TransMEF: A Transformer-Based Multi-Exposure Image Fusion Framework using Self-Supervised Multi-Task Learning
This work addresses image fusion for applications like photography and computer vision, but it is incremental as it builds on existing transformer and self-supervised learning approaches.
The paper tackled the problem of multi-exposure image fusion by proposing TransMEF, a transformer-based framework using self-supervised multi-task learning, which achieved the best performance compared to 11 other methods on a benchmark dataset in both subjective and objective evaluations.

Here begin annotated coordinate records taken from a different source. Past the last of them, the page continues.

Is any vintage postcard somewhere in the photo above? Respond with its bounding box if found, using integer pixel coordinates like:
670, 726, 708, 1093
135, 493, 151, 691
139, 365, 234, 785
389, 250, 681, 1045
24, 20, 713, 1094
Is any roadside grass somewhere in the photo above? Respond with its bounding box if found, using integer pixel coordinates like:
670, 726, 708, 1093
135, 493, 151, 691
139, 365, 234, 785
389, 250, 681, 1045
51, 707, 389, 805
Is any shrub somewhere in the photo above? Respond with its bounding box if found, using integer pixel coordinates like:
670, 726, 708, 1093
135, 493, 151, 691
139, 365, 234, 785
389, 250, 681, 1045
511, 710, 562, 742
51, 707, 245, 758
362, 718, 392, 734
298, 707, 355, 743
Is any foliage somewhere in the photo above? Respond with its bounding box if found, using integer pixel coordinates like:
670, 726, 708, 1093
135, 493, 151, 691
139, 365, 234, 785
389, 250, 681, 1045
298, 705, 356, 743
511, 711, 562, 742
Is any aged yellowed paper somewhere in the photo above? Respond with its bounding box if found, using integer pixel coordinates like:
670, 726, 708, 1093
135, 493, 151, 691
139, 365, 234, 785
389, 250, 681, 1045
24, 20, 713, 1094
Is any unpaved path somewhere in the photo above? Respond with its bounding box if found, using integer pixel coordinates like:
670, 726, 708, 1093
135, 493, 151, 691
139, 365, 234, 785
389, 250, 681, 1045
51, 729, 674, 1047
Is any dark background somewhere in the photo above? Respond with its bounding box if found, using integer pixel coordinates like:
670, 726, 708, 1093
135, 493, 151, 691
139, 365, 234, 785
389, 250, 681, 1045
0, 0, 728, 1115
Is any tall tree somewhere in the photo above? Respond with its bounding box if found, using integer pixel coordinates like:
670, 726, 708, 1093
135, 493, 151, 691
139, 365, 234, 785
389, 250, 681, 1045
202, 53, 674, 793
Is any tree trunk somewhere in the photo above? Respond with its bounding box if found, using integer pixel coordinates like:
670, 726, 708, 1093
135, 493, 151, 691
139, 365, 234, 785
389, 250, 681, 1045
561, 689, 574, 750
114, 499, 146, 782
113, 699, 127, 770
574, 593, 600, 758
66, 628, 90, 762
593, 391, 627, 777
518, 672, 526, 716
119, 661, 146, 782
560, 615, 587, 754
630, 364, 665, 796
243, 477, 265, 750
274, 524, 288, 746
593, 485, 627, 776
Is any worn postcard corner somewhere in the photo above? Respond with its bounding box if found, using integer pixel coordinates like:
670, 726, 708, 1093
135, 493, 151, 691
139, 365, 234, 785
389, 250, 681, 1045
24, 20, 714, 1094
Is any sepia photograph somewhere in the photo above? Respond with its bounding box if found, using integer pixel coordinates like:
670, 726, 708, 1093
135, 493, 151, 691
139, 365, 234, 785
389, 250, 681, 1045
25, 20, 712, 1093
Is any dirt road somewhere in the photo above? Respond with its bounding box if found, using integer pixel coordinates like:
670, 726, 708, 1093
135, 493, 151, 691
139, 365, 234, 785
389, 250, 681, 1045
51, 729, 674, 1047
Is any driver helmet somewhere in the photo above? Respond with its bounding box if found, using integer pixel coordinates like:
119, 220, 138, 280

In this paper, we propose TransMEF, a transformer-based multi-exposure image fusion framework that uses self-supervised multi-task learning. The framework is based on an encoder-decoder network, which can be trained on large natural image datasets and does not require ground truth fusion images. We design three self-supervised reconstruction tasks according to the characteristics of multi-exposure images and conduct these tasks simultaneously using multi-task learning; through this process, the network can learn the characteristics of multi-exposure images and extract more generalized features. In addition, to compensate for the defect in establishing long-range dependencies in CNN-based architectures, we design an encoder that combines a CNN module with a transformer module. This combination enables the network to focus on both local and global information. We evaluated our method and compared it to 11 competitive traditional and deep learning-based methods on the latest released multi-exposure image fusion benchmark dataset, and our method achieved the best performance in both subjective and objective evaluations.